Más adelante volveremos a este perro pues es importante y marcará un antes y un después en el Presa Navarro. Ekaitz Odeiak Argiñano, más conocido como Chato de Arbizu.
Poco a poco iban pasando los años y el presa iba tomando forma, funcionalmente los resultados eran excelentes y morfológicamente se iba mejorando, aumentando la talla y mejorando las bocas, tanto Chato el Rojo como Gorri tenían un severo prognatismo. Partiendo de Gorri, Chato el Rojo, Txispas y Urdin, un alano atigrado en azul, e hijos de estos,  salieron en aquella etapa unos cuarenta o cincuenta presas de mi perrera en Arruazu. La mayoría de hembras las cedía a condición de hacer una camada a medias cuando fueran adultas, era la mejor forma de mantener un gran número de reproductores en activo sin saturar mi perrera, el problema es que la gente se “olvida” fácilmente de los tratos y la mayoría de perros se “perdían” y no volvía a saber más de ellos.
Nueve años después, en el año 2001, Gorri muere con doce años. Por circunstancias de la vida tengo que dejar la perrera. Dejo los perros, dejo de criar, pero el tema del presa sigue en mi mente. El proyecto ya estaba en marcha…

 

SEGUNDA ETAPA, RECUPERACIÓN

 

En 2008 almorzando en un bar y hablando de perros con unos cazadores me hablan de un perro “alano” que fue  una maravilla. Un impresionante perro de agarre, bravo e inteligente, un perro que compraron a un cazador de Lumbier y que éste, había traído de Arruazu.Y ahí despierta en mí, de nuevo, el interés y las ganas de reanudar el proyecto.

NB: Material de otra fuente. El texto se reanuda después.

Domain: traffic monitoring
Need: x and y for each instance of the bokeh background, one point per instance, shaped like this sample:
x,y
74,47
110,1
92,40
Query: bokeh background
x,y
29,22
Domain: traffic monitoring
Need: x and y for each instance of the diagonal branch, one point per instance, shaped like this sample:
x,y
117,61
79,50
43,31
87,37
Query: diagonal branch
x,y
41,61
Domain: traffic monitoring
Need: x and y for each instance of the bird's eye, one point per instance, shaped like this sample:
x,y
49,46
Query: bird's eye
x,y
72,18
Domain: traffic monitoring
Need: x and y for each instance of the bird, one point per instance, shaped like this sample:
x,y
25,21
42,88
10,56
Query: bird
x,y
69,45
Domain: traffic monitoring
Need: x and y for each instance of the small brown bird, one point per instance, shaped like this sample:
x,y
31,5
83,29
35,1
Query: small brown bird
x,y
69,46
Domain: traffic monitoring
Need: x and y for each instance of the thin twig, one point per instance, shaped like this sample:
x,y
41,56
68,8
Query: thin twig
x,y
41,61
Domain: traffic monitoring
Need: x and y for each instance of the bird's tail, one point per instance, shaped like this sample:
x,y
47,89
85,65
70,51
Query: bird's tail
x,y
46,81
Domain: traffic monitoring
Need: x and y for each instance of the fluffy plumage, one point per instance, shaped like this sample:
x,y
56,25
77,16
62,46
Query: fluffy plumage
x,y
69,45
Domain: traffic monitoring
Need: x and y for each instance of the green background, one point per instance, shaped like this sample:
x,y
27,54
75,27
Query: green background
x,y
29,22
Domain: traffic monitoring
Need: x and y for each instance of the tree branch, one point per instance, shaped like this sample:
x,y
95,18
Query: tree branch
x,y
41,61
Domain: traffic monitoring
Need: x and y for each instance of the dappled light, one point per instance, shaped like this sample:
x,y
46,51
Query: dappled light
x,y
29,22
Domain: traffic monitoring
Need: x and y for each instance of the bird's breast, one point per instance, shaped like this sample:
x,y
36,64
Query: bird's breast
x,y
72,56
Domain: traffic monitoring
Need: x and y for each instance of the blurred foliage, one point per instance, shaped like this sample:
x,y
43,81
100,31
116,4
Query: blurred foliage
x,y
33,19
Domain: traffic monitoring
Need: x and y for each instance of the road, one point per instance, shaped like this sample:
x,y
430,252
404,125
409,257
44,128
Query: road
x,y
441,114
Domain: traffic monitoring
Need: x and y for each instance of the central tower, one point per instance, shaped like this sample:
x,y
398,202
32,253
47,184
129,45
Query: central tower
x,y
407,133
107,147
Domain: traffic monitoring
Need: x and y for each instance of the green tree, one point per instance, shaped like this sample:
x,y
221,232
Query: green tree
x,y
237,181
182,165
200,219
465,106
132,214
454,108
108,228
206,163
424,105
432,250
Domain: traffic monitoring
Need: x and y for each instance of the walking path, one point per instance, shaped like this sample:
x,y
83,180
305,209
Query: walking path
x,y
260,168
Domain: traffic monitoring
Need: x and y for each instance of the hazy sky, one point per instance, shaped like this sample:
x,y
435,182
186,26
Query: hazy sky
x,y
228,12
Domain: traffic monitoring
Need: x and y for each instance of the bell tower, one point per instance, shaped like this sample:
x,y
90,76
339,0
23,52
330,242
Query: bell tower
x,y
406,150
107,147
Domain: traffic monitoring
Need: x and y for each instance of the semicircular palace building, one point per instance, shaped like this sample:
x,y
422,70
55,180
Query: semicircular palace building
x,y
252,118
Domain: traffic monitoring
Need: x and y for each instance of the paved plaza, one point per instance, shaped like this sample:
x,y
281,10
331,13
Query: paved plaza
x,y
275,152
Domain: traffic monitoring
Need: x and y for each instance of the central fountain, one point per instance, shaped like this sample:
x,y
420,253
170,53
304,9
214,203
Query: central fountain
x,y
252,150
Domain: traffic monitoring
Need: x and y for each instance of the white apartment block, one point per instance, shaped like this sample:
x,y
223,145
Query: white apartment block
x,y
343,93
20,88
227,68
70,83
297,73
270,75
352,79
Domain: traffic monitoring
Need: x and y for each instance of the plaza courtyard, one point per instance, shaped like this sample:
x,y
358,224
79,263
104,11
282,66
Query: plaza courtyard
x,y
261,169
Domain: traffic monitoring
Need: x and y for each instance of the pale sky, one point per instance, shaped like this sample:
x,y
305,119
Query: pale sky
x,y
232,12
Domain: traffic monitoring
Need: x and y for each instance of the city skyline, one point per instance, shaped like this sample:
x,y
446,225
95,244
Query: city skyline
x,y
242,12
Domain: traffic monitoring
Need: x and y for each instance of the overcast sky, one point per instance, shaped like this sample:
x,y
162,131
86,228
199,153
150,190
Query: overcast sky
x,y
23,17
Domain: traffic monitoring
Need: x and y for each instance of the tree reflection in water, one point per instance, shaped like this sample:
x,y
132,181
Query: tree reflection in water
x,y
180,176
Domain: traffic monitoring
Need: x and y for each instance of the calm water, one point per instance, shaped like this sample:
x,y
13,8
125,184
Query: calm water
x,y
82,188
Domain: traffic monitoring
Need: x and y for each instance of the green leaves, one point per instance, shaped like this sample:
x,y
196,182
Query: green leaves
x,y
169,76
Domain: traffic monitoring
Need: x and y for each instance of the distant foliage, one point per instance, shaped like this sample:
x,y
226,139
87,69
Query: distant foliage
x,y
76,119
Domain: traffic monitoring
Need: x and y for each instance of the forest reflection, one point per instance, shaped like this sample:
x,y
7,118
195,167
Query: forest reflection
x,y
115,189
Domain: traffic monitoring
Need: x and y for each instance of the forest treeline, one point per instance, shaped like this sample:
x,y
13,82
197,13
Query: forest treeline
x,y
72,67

Hago entonces la página web de la SAPN y comienzo a recopilar información de los perros y los cruces que había hecho, comienzo a elaborar las genealogías y a buscar perros que vengan de los cruces que hice. Hijos o nietos de Gorri. Hablo con Pedro Sáez de Jauregui, amigo mío desde hace muchos años y que ya había participado puntualmente en el proyecto del presa. Busco apuntes de los cruces que había hecho, las camadas, teléfonos de los que me habían comprado perros y empiezo a buscar perros de agarre que encajen en el tipo y la función que tenían los  presas.

Así conozco a  varios cazadores por toda Navarra; Etxalar, Estella, Valtierra, Arbizu, Lizarraga… y a Luis, en Santesteban. Tanto Pedro como yo mismo nos quedamos impresionados con los perros de Luis, eran justo lo que buscábamos. Eguzki nos gustó, Yuma nos encantó y Chato nos impresionó.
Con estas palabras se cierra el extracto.